Improvement in insulin clearance can be attributed to an improvement in hepatic steatosis following VSG or a hepatic adaptation to restricted feeding imposed by weight matching. Insulin clearance, however, was increased in lean VSG-operated mice compared with LS-operated mice fed ad libitum, indicating that the new anatomy imposed by VSG may lead to an increase in hepatic insulin clearance. The increase in portal insulin levels and possibly higher insulin signaling, as reflected by lower glucose production in HFHS, mice may drive the increase in hepatic insulin clearance, which results in comparable levels of insulin outside the liver in VSG- and WMS-operated mice. We conclude that surgery, diet, and a reduction in hepatic steatosis all contribute to an increase in hepatic insulin clearance.

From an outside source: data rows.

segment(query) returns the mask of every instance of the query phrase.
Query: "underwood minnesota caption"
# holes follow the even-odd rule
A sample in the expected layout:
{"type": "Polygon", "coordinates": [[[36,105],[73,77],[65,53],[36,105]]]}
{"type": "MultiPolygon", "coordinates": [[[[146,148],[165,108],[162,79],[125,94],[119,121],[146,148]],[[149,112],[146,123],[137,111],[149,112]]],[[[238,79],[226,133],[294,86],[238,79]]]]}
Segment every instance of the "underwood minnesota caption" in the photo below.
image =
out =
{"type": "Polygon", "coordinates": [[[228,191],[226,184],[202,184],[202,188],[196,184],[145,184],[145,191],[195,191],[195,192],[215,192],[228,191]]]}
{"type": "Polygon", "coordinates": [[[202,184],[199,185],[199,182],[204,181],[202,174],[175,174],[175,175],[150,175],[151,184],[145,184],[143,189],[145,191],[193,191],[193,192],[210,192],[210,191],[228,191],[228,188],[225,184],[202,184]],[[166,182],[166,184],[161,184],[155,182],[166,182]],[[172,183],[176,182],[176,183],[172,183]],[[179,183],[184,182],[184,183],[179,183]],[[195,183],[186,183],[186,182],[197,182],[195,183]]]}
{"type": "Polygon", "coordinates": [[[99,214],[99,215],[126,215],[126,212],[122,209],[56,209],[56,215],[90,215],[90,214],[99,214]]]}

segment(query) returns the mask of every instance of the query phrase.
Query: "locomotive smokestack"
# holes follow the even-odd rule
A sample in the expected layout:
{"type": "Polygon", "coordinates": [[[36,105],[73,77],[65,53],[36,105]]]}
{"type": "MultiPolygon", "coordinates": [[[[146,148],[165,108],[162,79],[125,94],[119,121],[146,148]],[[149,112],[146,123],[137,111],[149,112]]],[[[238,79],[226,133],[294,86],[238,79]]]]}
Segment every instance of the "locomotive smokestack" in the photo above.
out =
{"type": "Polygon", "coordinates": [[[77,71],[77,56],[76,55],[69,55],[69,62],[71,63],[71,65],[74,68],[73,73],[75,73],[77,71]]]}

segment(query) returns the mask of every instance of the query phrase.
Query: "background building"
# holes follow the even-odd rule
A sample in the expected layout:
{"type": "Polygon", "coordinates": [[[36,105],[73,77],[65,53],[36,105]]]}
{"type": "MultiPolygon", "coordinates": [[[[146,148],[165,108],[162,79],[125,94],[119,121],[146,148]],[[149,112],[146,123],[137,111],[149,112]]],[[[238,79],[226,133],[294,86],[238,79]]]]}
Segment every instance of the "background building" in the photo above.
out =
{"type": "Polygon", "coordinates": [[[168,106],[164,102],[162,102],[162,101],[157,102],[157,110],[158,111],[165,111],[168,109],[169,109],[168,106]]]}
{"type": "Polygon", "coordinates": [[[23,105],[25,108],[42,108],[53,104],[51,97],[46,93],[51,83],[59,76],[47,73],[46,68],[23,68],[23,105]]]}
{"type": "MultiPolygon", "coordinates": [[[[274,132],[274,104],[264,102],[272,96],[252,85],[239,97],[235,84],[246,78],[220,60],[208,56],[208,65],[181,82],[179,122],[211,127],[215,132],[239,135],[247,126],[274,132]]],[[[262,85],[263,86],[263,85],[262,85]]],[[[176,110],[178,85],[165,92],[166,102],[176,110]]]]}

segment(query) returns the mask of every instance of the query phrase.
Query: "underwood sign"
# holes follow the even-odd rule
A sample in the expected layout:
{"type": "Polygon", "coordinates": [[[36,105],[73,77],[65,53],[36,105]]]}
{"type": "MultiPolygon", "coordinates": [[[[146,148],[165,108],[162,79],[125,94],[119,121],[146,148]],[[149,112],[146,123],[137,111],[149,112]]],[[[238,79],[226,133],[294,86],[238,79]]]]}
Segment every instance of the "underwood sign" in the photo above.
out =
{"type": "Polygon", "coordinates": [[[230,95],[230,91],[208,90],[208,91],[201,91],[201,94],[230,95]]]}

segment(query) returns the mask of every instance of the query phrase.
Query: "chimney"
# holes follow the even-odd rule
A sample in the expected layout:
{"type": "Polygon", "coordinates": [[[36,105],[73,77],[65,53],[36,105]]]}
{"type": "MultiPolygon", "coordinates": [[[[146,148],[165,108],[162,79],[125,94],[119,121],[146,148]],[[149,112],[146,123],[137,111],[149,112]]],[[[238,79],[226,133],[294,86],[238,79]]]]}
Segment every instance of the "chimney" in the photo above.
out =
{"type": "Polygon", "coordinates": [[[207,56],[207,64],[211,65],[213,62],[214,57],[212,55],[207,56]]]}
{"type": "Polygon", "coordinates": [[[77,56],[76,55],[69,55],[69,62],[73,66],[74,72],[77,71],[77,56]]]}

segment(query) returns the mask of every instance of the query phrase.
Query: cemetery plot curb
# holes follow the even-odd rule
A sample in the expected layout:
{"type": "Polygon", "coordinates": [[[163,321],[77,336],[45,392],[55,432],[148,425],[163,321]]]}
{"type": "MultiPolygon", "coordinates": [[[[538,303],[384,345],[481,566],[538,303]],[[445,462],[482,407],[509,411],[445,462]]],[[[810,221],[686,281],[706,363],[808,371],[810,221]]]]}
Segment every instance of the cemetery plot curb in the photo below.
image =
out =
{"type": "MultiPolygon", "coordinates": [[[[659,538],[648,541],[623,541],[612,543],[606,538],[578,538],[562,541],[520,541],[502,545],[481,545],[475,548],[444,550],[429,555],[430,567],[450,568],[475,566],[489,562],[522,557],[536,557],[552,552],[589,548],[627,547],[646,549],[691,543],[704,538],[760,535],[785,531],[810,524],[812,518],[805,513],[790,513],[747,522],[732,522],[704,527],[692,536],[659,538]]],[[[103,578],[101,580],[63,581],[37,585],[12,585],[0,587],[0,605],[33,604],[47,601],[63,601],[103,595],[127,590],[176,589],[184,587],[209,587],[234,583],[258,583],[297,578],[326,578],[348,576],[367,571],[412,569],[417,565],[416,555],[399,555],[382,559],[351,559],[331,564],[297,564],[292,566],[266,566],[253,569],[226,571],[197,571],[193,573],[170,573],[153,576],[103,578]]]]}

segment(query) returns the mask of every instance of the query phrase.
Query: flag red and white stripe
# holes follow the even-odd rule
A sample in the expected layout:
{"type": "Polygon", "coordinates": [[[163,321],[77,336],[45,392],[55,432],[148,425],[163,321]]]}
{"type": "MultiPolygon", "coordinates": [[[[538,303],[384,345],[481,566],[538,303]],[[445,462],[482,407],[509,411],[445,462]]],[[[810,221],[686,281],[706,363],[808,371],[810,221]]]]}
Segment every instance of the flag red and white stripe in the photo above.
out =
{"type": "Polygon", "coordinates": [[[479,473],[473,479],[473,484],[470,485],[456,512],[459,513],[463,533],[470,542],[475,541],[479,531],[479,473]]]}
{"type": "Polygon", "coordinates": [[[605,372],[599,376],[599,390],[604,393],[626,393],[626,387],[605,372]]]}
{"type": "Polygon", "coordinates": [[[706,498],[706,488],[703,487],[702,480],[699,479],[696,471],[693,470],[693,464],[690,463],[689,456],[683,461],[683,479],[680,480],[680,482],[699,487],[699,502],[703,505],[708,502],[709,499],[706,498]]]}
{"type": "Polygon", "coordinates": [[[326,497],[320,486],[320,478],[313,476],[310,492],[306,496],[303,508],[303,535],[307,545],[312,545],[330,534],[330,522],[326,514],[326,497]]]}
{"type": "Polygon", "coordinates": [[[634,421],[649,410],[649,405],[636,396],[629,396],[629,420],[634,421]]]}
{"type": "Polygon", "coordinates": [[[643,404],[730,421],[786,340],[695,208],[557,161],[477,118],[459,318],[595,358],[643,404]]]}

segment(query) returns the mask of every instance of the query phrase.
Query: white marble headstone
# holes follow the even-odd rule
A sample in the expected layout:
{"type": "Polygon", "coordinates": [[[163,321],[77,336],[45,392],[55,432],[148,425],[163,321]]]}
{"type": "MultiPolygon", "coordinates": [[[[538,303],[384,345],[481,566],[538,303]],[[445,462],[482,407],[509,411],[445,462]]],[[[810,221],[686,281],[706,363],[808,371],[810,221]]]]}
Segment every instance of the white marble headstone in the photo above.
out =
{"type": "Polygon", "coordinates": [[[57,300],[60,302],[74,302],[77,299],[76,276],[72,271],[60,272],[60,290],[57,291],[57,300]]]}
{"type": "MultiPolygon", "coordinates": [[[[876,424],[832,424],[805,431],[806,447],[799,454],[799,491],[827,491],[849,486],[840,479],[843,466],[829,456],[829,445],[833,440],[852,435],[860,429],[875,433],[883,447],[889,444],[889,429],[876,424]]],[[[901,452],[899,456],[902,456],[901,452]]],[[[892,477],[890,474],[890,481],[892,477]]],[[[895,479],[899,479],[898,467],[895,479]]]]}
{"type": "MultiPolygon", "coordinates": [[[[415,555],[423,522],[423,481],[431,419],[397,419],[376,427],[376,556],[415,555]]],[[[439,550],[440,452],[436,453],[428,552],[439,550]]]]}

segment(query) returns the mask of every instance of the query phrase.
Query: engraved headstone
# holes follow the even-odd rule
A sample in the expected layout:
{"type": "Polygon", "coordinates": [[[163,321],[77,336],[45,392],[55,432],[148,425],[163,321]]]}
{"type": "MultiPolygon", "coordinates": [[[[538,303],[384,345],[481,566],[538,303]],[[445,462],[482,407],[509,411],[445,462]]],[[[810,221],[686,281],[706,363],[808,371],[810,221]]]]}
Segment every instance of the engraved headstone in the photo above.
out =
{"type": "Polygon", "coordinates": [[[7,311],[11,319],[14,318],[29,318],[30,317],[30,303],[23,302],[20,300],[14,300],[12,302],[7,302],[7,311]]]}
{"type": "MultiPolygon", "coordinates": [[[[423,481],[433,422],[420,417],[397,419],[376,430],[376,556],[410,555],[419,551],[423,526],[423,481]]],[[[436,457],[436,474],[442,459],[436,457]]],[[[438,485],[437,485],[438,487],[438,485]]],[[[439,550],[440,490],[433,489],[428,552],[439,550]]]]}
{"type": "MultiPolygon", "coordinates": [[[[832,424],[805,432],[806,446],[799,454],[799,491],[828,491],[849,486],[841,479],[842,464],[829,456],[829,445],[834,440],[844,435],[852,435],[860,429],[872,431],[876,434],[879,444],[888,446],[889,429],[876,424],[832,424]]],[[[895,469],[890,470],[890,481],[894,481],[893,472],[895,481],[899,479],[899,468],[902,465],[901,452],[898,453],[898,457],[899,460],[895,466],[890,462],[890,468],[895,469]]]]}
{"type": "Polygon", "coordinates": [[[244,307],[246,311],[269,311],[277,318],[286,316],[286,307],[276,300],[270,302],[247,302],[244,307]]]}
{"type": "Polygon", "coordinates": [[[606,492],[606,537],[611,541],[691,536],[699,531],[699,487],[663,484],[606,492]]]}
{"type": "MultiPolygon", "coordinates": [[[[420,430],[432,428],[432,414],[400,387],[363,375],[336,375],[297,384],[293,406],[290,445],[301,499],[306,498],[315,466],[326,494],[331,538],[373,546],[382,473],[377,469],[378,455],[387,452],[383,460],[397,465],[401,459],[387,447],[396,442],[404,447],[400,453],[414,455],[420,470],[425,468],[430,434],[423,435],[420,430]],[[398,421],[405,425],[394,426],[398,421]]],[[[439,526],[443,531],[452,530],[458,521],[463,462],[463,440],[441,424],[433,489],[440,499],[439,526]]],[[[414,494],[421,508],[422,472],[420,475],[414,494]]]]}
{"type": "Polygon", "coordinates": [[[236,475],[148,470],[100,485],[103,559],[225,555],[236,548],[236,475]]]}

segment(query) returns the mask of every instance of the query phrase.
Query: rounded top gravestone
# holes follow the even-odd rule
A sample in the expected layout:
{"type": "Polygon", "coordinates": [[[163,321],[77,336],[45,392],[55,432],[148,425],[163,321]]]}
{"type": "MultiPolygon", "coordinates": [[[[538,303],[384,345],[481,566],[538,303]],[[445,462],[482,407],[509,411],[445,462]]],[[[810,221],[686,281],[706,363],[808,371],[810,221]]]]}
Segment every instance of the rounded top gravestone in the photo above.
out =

Glucagon levels were higher in all three blood pools in lean mice that underwent VSG. An elevation in peripheral plasma glucagon levels following VSG was reported in patients and rodents (23,41,44), yet the mechanism underlying this paradoxical increase is not understood. Insulin levels were increased only in the portal blood of lean VSG-operated mice, and accordingly, insulin but not glucagon clearance was elevated following VSG. VSG therefore leads to an increase in portal insulin and glucagon and exposes the liver to a different endocrine environment than sham-operated mice.

An important limitation of our study is that blood collection was performed during anesthesia, which affects glycemia (37), and the procedure itself can activate neuronal and hormonal signaling that increase hepatic glycemic control. While we verified that glucose levels were stable during blood collection, they were high in all groups of mice and in all blood pools.

Because VSG surgery is accompanied by a drastic weight loss and change of diet in patients, it is difficult to decouple the effects of surgery from those of weight loss and changes in hepatic steatosis. In this study, we used a mouse model of VSG to show directly that VSG reduces hepatic steatosis and glucose production and increases insulin clearance compared with weight and diet-matched sham-operated mice. We therefore propose that the new anatomy, which affects hormonal signaling, has a positive effect on hepatic metabolism beyond weight loss. Understanding the mechanisms underlying metabolic improvements after bariatric surgery may offer new modalities to treat obese and lean patients suffering from hepatic steatosis and T2D.